Lithium Ion 18650 batteries are the brawn deluxe by the billions Panasonic Tesla cells 4.0AH 3.8v : state of the art! Sadly Gasoline is 12,000wh/kg. While the light lithium battery can be recharged 1000 times, even though gasoline is a single use disposable fluid, the single charge range of even a huge Tesla Model S 100kwH pack is only about 320miles, then it takes 10x loner to recharge then it does to fill the gas tank of a normal car that competes with the Model S. This gives gasoline a power to weight advantage common to all liquid hydrocarbon fuels used in aviation for the fuels good power to weight ratio. Gasoline power is powerful, especially today using modern engine technology! Diesel and Jet Fuel are similarly powerful in engines designed for those fuels. Battery just do not have the brawn to move big machines long distances at high speed reliably yet.

Lithium ion is fraught with safety problems, hoverboards catching fire when charging, laptop fires, cell phone fires, all from the Lithium Cobalt Carbon Polymer Plastic pouch batteries and low quality unsafe chinese 18650 batteries.

The Boeing 787 Dreamliner was even having fire problems with its lithium ion batteries. The problems is the flammable petrochemical films, fluids, and cases, that burn up when the battery is shorted, taking the lithium, cobalt and carbon into the reaction if a thermal runaway occurs, venting with flame follows, its bad news.
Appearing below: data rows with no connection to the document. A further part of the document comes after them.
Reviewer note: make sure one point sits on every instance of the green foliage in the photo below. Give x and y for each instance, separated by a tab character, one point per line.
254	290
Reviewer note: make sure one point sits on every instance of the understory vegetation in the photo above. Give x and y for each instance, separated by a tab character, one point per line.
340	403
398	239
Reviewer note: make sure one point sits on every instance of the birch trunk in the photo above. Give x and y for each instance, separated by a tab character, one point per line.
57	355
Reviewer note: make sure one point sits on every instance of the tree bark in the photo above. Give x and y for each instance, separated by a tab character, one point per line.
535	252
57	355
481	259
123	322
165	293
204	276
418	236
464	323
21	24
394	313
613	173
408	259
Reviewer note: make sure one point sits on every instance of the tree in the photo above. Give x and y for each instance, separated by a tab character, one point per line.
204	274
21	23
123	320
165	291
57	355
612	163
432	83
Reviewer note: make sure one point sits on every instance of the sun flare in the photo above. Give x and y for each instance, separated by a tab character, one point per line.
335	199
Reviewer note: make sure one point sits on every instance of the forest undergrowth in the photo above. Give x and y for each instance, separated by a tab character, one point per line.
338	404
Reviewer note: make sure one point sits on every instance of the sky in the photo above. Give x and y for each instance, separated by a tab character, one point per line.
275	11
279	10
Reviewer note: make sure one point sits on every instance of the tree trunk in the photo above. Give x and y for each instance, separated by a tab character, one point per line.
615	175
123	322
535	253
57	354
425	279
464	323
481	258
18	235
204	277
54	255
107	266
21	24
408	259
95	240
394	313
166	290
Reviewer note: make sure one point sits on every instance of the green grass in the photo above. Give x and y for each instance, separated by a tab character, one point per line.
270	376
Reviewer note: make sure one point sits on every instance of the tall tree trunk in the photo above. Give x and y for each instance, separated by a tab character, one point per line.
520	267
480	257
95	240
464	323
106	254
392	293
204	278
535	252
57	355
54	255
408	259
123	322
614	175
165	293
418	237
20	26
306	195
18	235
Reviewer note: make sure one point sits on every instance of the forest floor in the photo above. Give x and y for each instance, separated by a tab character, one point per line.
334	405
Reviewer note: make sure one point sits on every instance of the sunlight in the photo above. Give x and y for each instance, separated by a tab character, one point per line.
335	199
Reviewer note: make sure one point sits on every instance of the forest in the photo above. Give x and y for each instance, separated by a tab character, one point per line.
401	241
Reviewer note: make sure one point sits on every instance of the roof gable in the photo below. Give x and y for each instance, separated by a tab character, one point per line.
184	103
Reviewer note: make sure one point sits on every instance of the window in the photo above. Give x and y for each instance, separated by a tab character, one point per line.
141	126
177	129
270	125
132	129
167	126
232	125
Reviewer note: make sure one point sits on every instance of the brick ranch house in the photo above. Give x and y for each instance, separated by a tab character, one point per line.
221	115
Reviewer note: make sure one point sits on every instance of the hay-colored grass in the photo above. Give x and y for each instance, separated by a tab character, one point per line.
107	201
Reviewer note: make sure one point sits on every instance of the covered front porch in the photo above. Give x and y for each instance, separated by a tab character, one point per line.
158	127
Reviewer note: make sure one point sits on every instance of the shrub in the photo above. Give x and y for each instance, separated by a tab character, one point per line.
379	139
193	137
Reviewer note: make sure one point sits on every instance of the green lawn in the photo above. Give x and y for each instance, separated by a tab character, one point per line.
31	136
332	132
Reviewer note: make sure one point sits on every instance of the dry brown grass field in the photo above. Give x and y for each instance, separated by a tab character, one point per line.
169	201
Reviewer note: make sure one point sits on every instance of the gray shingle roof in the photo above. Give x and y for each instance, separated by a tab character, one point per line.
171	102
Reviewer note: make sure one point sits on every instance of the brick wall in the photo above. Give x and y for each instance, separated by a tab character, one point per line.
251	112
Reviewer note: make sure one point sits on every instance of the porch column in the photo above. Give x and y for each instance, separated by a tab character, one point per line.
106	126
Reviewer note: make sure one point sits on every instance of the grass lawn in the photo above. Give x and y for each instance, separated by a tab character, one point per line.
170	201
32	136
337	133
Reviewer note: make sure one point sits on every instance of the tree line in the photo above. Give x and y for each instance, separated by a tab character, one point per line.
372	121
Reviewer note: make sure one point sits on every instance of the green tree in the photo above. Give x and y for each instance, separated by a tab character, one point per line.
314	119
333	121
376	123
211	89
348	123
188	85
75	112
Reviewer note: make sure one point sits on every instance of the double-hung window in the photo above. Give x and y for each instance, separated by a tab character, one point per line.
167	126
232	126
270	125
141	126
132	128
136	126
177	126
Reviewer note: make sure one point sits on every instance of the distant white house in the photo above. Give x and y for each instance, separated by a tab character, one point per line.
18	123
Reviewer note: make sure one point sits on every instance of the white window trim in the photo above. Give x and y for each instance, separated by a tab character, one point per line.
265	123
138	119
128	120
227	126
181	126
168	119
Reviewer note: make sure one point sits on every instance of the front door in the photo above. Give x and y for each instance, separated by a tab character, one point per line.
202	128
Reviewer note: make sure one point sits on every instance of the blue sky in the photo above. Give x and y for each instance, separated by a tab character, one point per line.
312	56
Even some Tesla Model S's caught fire when the underside of the model S was subjected to extreme mechanical damage in accidents capable of puncturing the safety enclosure of the model S's batteries, Tesla Responded with a titanium shield bolted on to improve the strength of the battery to mechanical impacts. Titanium is an amazing material if its of good quality, ask Skunk Works, they had to work like hell to sort junky Russian Titanium in the 1960's to make the SR71 Blackbird possible, its a titanium jet engine beast machine of outrageous performance, and a similar price tag! I have no ideas what kind of batteries they use in that kind of top secrete aerospace, I suspect a lot of Lithium Sulfur batteries in Drones today, given the LiS double energy density vs Lithium Cobalt Carbon, that gives the drones twice the range performance, flight endurance as it is known in that sector. I had a friend from an aerospace firm tell me that the US Govenment had Lithium Ion batteries in Missile Silos back in the 1960's! I am not sure what cell chemistry he was referencing and neither was he.

I am a rare battery geek, and I actually love battery energy storage technology, primarily because it enables smart phones to exist, the Model S to exist, my segway to exist, and some cool lithium dewalt power tools that I like too! In TV remotes I like long life Alkaline made in the USA, same for wall clocks or other devices with long single use battery life measure in months or years. I used a single AA to power a bike computer for almost 10 years, noting the button cell was 1.5v a 357, and that I could give it more run time in years with an AA. That was me at 21 thinking about simple battery technology improvements to existing consumer products. Ever since then I have worked professionally on smartphone repairs, building battery systems, designing battery packs in many different chemistries, with charge controllers and chargers, modifying consumer products to accept different batteries, and reworking energy storage setup on other devices around my home that I have used over the years. I like long battery life devices with good run time between charges!